Maltese Matthew R, Arbogast Kristy B, Nadkarni Vinay, Berg Robert, Balasubramanian Sriram, Seacrist Thomas, Kent Richard W, Parent Daniel P, Craig Matthew, Ridella Stephen A
The Children's Hospital of Philadelphia The University of Virginia The United States Department of Transportation, National Highway Traffic Safety Administration.

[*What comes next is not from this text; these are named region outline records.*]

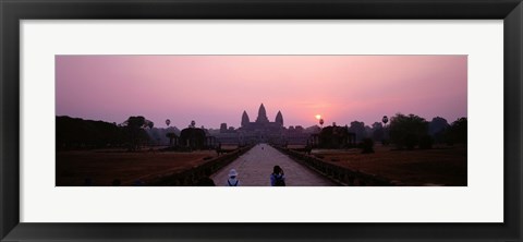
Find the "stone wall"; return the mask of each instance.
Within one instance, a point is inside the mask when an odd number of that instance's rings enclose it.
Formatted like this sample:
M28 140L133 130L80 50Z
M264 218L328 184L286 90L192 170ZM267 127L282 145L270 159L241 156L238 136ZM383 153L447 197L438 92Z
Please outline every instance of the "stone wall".
M197 182L207 177L208 174L215 173L224 166L234 161L241 155L245 154L253 146L246 146L238 148L233 152L220 155L209 159L208 162L200 166L194 167L190 170L184 170L177 173L167 173L154 176L148 179L144 179L145 185L148 186L195 186Z
M289 155L295 161L316 170L323 176L331 179L332 181L341 185L353 186L391 186L401 185L399 182L390 181L386 178L381 178L375 174L367 174L361 171L351 170L349 168L340 167L333 164L326 162L325 160L312 155L307 155L302 152L296 152L289 148L275 147L283 154Z

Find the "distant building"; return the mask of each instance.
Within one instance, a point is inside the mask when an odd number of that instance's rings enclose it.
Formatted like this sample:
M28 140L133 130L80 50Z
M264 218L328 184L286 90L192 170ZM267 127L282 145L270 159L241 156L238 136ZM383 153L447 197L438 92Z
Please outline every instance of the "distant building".
M283 116L281 111L276 114L275 121L270 122L264 104L259 106L256 121L251 122L246 111L242 114L242 125L238 129L242 143L282 143L283 142Z
M319 129L319 128L318 128ZM301 144L308 143L312 133L319 131L305 130L301 125L283 126L283 114L278 111L273 122L267 117L267 110L264 104L259 106L258 116L254 122L246 111L242 113L241 126L238 129L228 129L226 123L220 125L220 133L216 134L216 138L222 144L257 144L257 143L272 143L272 144Z

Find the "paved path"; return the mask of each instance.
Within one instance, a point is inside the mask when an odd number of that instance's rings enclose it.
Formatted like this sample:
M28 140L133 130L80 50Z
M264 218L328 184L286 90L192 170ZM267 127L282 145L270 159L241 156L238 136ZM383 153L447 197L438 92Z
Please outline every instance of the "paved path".
M236 160L210 176L210 178L216 185L226 185L229 170L236 169L242 186L268 186L270 185L270 173L272 173L272 168L277 165L285 172L288 186L337 185L267 144L254 146Z

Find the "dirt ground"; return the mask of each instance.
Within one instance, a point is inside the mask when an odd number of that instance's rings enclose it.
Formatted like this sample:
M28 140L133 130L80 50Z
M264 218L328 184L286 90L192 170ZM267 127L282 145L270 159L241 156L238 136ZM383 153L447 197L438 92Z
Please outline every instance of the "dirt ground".
M375 146L374 154L361 149L313 150L327 162L397 180L404 185L466 185L466 147L440 147L427 150L392 150Z
M138 179L190 169L216 157L215 150L193 153L119 150L82 150L57 153L57 186L83 185L85 179L92 185L112 185L114 179L121 185L131 185Z

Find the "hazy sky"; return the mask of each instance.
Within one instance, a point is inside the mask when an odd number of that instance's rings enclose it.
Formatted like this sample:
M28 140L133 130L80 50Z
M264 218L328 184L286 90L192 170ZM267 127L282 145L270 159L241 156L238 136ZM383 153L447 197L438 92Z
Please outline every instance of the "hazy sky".
M466 117L466 56L57 56L57 116L165 128L273 121L370 125L398 112ZM325 125L325 124L324 124Z

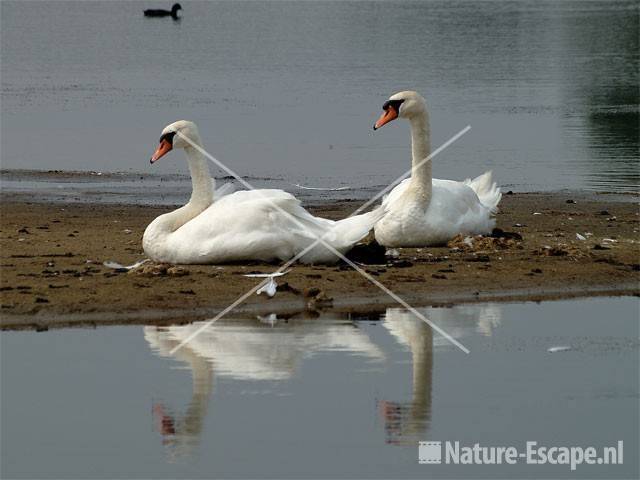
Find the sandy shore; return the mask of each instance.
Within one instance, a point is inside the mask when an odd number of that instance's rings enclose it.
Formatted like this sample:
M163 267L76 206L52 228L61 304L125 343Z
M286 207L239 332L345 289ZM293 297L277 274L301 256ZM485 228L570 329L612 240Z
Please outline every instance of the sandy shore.
M368 258L366 270L413 305L541 300L640 293L637 198L611 195L505 195L500 238L447 247L399 249ZM355 202L309 207L340 218ZM5 198L0 230L2 328L73 323L137 323L207 318L270 272L265 264L154 266L120 273L106 260L144 257L146 225L167 208L24 203ZM513 234L518 235L513 235ZM580 240L576 233L585 239ZM521 236L521 239L518 238ZM272 299L250 296L235 312L321 308L372 311L396 302L345 265L294 266ZM285 285L282 285L285 284Z

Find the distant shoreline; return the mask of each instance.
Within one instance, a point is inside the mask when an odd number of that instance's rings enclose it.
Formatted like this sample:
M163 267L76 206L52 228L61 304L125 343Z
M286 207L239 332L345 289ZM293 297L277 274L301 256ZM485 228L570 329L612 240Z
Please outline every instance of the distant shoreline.
M400 249L365 266L418 306L469 301L529 301L640 295L640 216L635 202L610 195L505 195L498 227L522 241L477 248ZM572 203L575 202L575 203ZM359 202L325 202L314 214L340 218ZM2 328L201 320L253 287L243 273L266 264L189 265L184 276L117 273L102 265L144 254L146 225L167 207L88 203L1 203ZM539 215L533 215L533 213ZM519 226L518 226L519 225ZM584 236L579 240L576 233ZM346 266L296 265L273 299L253 295L236 313L334 309L374 311L394 301ZM316 301L318 289L332 301ZM307 292L307 296L305 296ZM233 316L233 315L231 315Z

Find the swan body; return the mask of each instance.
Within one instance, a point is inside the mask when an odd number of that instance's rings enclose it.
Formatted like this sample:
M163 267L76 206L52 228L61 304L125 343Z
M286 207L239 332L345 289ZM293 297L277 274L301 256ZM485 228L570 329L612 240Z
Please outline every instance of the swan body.
M189 202L153 220L142 245L154 261L173 264L209 264L248 260L288 260L322 237L346 253L382 218L378 208L339 221L314 217L293 195L282 190L248 190L216 195L197 127L175 122L163 130L152 162L173 148L187 154L193 183ZM304 263L332 263L337 256L318 244L306 252Z
M442 245L462 234L486 234L495 226L493 215L501 198L491 172L457 182L431 176L430 129L424 99L416 92L393 95L374 129L394 120L411 123L412 172L383 200L385 216L374 230L386 247Z

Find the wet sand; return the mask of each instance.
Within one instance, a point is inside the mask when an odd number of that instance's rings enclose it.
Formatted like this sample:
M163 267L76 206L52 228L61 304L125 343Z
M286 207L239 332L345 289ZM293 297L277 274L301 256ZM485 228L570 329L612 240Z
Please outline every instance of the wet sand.
M438 248L398 249L397 256L356 260L414 305L486 300L542 300L640 294L637 197L504 195L497 227L505 233ZM632 201L629 201L632 200ZM341 218L359 202L310 206ZM144 259L146 225L165 207L2 202L2 328L75 323L152 323L208 318L276 265L103 266ZM585 239L580 240L576 233ZM514 235L515 234L515 235ZM518 238L521 236L521 239ZM471 243L471 245L469 245ZM235 313L319 309L373 311L396 302L346 265L296 265L274 298L251 295Z

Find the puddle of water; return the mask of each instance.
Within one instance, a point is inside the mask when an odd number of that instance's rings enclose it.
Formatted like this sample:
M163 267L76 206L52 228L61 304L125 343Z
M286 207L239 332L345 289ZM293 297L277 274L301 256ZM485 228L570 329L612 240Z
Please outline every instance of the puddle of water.
M637 478L638 309L424 309L470 355L398 309L220 321L175 354L197 324L5 332L2 476ZM625 463L421 465L419 440L623 440Z

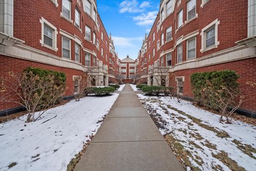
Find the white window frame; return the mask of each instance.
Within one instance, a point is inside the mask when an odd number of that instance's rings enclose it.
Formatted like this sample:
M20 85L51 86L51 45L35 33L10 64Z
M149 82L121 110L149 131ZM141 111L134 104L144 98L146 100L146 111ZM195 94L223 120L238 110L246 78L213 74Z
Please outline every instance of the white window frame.
M64 9L64 7L64 7L64 6L63 6L63 4L64 4L64 3L63 3L63 2L64 1L66 1L69 2L69 9L67 9L69 11L69 16L68 17L67 17L67 16L65 16L65 15L63 15L63 9ZM61 11L61 12L62 12L62 13L61 13L61 17L63 17L63 18L68 19L68 20L71 20L71 1L70 1L69 0L62 0L62 11ZM66 8L66 7L65 7L65 8Z
M85 13L87 14L89 14L90 16L91 15L92 13L92 3L89 1L89 0L85 0ZM87 5L90 5L90 6L88 6ZM89 12L90 11L90 12Z
M220 42L218 41L218 26L219 24L220 21L217 19L202 29L201 32L200 33L202 38L201 49L200 50L201 53L204 53L204 52L217 48L218 46L220 44ZM215 27L215 45L206 48L206 31L213 27Z
M91 42L91 34L92 34L92 29L88 26L87 26L86 25L85 25L85 39L86 40L88 40L89 42ZM90 33L89 33L89 31L90 31ZM88 38L88 36L90 36L90 39Z
M57 47L57 28L53 25L47 21L43 17L39 20L41 23L41 39L39 40L40 43L42 46L45 47L55 52L57 52L58 48ZM53 38L52 38L52 46L50 46L44 43L44 25L47 25L49 27L50 27L53 30Z
M179 51L179 47L181 46L181 53L180 53ZM181 63L183 61L183 45L182 43L181 43L181 44L179 44L177 46L177 63ZM179 61L179 55L182 54L181 55L181 61Z
M86 60L86 54L89 55L89 60ZM88 56L88 55L87 55ZM89 61L89 65L86 65L86 61ZM85 52L85 54L84 56L84 64L85 66L91 67L91 54L87 52Z
M167 60L168 58L167 58L167 56L168 55L171 55L171 59L170 60ZM165 62L166 62L165 66L166 66L167 67L172 66L172 52L166 54L166 55L165 55ZM171 61L171 65L170 66L168 65L168 61Z
M67 39L69 41L69 49L67 49L66 48L63 47L63 38L66 39ZM61 38L61 40L62 40L62 42L61 42L61 43L62 43L62 46L62 46L62 48L61 48L61 50L62 50L62 51L61 51L62 58L62 59L68 59L68 58L63 56L63 48L65 48L67 50L69 51L69 60L71 60L71 39L69 38L67 38L67 37L65 37L65 36L62 36L62 38Z
M78 21L76 21L77 17L76 17L76 14L77 12L79 14L78 17ZM80 28L81 26L81 13L80 12L80 11L79 11L76 7L75 9L75 26L77 27L78 28ZM77 23L77 21L78 21L79 23Z
M171 26L170 27L166 29L166 42L171 41L172 40L172 27ZM168 32L169 34L168 34ZM171 38L168 39L168 36L171 35Z
M195 39L195 56L193 57L193 58L188 58L188 51L189 50L188 49L188 42L192 40L192 39ZM196 58L196 37L194 37L191 38L190 38L188 40L187 40L187 50L186 50L186 58L187 58L187 60L192 60L192 59L194 59Z
M76 46L78 46L78 53L76 52ZM78 60L77 61L76 59L76 54L78 55ZM80 45L77 43L75 43L75 61L76 62L80 62Z
M182 14L182 18L180 18L180 14ZM181 28L183 26L183 9L180 10L180 11L178 13L178 19L177 19L177 27L178 27L178 30L179 30L180 28ZM180 21L181 21L181 22L180 23Z

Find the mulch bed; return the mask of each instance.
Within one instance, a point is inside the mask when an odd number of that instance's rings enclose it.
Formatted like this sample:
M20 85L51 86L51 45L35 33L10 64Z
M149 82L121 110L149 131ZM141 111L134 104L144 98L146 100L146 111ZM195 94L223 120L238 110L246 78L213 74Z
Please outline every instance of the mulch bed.
M60 102L60 103L54 105L52 108L55 108L55 107L60 106L60 105L64 105L66 103L69 102L70 101L70 100L62 100ZM10 120L13 120L13 119L19 118L21 116L22 116L23 115L26 115L27 113L28 112L27 112L27 111L22 111L22 112L18 112L18 113L16 113L11 114L11 115L6 116L0 117L0 124L6 122L6 121L9 121Z

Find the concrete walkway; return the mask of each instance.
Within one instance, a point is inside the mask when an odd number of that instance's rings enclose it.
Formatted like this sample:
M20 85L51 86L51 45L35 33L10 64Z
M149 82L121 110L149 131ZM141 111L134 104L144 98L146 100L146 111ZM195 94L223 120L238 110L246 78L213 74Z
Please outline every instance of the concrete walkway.
M126 85L75 171L184 170Z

Ann Adv Automot Med. 2010;54:79-88.
Pediatric and adult ATD's are key tools for the development of motor vehicle crash safety systems. Previous researchers developed size-based scaling methods to adapt blunt chest impact data from adult post-mortem human subjects (PMHS) for pediatric ATD chests design requirements, using skull or femur elastic modulus ratios to estimate the change in whole chest stiffness during maturation. Recently, the mechanics of chest compression during cardiopulmonary resuscitation (CPR) of patients spanning the pediatric and elderly ages have been reported. Our objective was to integrate these pediatric and adult chest stiffness data from CPR into the established scaling methods to 1) compare new CPR-based and existing pediatric ATD chest biofidelity response requirements and 2) develop new CPR-based corridors for ages 12 and 20 years, which do not currently exist. Compared to the current 6-year-old ATD corridor, the maximum force of the CPR-based 6-year-old corridor was 7% less and the maximum displacement was 8% greater, indicating a softer chest. Compared to the current 10-year-old corridor, the new 10-year-old corridor peak force was 12% higher and the peak displacement was 11% smaller, suggesting a stiffer chest. The 12-year-old corridor developed in this paper was 10% higher in maximum force and 4% lower in maximum displacement compared with the adult 5(th) percentile female (AF05). Finally, the 20-year-old 50(th) percentile male (AM50(20)) corridor was 24% higher in maximum force and 19% lower in maximum displacement than 63-year old 50(th) percentile adult male (AM50(63)) corridor, suggesting a stiffer chest. We consider all the new corridors preliminary, as data collection is ongoing for CPR subjects under age 8 years and in the young and middle adult age ranges.
儿科和成人人体模拟模型是机动车碰撞安全系统开发的关键工具。先前的研究人员开发了基于尺寸的缩放方法,以根据成人尸体人类受试者(PMHS)的钝性胸部撞击数据来满足儿科人体模拟模型胸部设计要求,使用头骨或股骨弹性模量比来估计成熟过程中整个胸部刚度的变化。最近,已有关于儿科至老年患者心肺复苏(CPR)期间胸部压缩力学的报道。我们的目标是将这些来自CPR的儿科和成人胸部刚度数据整合到既定的缩放方法中,以1)比较基于新CPR的和现有的儿科人体模拟模型胸部生物逼真度响应要求,以及2)为目前不存在的12岁和20岁人群开发基于CPR的新通道。与当前6岁人体模拟模型通道相比,基于CPR的6岁通道的最大力小7%,最大位移大8%,表明胸部更柔软。与当前10岁通道相比,新的10岁通道峰值力高12%,峰值位移小11%,表明胸部更硬。本文开发的12岁通道与成人第5百分位女性(AF05)相比,最大力高10%且最大位移低4%。最后,20岁第50百分位男性(AM50(20))通道的最大力比63岁第50百分位成年男性(AM50(63))通道高24%,最大位移低19%,表明胸部更硬。由于8岁以下以及青年和中年成人年龄段的CPR受试者的数据收集仍在进行中,我们认为所有新通道都是初步的。